Boss, sit down and hold on tight, because what I found out today from the boys at Fane made me drop my BMW keys in my coffee! People are fighting, bro, with drones and rockets, and I'm thinking about how much a full tank will cost next week. Listen up: the conflict between America and Iran has gone completely crazy, like it's a movie script, but this is real and it's hitting us right in the wallet.

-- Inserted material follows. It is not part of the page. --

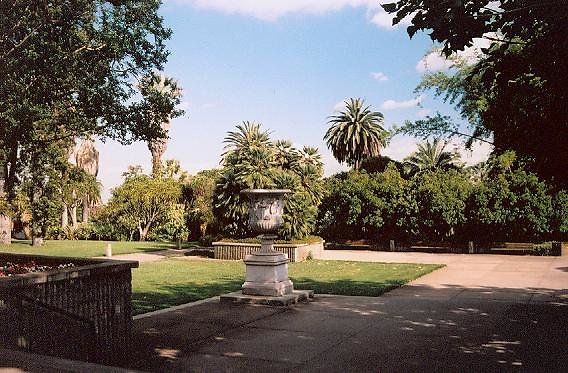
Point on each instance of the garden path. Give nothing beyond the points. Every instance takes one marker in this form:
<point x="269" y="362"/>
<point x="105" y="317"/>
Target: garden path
<point x="479" y="313"/>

Here's how it stands, no joke. US President Donald Trump announced Thursday that he's resuming airstrikes against Iran, after the Iranians shot down an American Apache helicopter and negotiations fell apart like cold polenta. Then, as if he changed his mind, he canceled the new strikes but threatened to hit Iran "very hard" "tonight" and suggested seizing Kharg Island and other strategic oil infrastructure, just like he did in Venezuela. Man, seriously! I mean, I can barely afford the installment on my 2008 BMW, and these guys are playing at conquering oil like it's Monopoly.

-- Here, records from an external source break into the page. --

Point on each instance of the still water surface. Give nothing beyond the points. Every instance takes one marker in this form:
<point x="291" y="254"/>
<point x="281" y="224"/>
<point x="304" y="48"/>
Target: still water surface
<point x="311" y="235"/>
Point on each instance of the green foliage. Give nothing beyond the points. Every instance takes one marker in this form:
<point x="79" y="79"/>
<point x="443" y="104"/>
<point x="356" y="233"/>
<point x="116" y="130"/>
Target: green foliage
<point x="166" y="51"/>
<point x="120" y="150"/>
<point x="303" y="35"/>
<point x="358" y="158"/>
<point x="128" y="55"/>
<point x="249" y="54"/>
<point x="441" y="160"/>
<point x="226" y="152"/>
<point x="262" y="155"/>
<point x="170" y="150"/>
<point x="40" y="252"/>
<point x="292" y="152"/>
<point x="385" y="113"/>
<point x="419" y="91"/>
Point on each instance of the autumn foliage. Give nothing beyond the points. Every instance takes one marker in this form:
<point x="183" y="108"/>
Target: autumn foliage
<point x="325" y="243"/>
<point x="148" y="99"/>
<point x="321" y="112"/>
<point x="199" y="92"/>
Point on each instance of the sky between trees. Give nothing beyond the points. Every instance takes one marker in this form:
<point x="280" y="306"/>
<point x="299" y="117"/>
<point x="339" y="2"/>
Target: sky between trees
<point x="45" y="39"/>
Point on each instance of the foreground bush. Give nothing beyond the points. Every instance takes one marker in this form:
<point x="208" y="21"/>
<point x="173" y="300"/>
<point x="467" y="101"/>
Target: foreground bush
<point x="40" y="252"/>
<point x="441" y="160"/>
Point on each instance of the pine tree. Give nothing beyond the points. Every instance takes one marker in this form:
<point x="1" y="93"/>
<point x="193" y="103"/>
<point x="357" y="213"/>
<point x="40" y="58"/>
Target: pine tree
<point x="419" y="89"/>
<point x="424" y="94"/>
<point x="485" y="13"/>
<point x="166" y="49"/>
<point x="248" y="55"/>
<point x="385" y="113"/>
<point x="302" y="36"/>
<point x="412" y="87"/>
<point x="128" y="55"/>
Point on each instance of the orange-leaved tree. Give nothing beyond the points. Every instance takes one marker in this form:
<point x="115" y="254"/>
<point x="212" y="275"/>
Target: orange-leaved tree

Iran, of course, didn't sit idly by. They retaliated with attacks on American bases in Bahrain, Kuwait, and Jordan, and also hit the headquarters of the US Fifth Fleet in Bahrain. Kuwait's civil aviation authority confirmed that the Iranian attacks damaged an airport radar and caused injuries. Seriously, I can already hear Mioara saying: "See, I told you, don't buy gas from that Turkish place, everything's getting more expensive!" And what's more, Iran announced it will target any ship transiting the Strait of Hormuz and has already hit two vessels trying to cross. The US Army denied the strait is closed, saying commercial ships are still passing, but who knows how long that'll last?

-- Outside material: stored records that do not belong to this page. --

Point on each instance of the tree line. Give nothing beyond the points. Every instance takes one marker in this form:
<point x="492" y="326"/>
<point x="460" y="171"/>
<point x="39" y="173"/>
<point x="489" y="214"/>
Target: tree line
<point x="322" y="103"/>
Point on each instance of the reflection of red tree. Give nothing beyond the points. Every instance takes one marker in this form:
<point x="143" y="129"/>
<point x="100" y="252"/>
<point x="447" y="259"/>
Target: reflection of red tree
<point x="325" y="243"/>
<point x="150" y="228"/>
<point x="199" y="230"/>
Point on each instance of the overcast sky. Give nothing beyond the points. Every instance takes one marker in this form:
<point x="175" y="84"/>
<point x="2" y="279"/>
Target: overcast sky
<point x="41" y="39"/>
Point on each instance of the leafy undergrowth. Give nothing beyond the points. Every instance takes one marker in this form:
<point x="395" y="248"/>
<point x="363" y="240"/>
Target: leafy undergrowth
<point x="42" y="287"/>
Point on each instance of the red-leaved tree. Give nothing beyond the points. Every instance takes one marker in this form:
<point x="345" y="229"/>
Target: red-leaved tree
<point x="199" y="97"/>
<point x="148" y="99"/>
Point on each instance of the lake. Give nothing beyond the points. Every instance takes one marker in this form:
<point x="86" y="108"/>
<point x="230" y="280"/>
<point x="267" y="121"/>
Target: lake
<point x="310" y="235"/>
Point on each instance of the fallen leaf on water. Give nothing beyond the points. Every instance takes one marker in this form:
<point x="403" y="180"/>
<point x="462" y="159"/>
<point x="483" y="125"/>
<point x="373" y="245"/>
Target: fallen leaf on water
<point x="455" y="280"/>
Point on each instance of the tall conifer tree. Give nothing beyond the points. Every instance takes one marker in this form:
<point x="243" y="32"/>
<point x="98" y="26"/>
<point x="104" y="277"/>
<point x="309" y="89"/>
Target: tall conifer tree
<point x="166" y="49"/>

On the diplomacy front, there's more quarreling than in our building when the upstairs neighbor, Gheorghe, drills holes in the walls on Sunday morning. Trump said a "very good deal" with Iran has been reached, which could be signed this weekend in Europe. But Iranian Foreign Ministry spokesman Esmail Baghaei denied there is a "final conclusion." And to make it even more chaotic, Israeli Prime Minister Benjamin Netanyahu's office announced that Trump promised any deal would include the elimination of Iranian nuclear material. China, as usual, called on both sides to "immediately" cease military operations, and 22 countries, including the US and Australia, demanded Iran stop attacks on individuals on their territories. Man, is that how you make peace? With threats and empty promises, like everyone's at a terrace drinking beer, but nobody's paying the bill.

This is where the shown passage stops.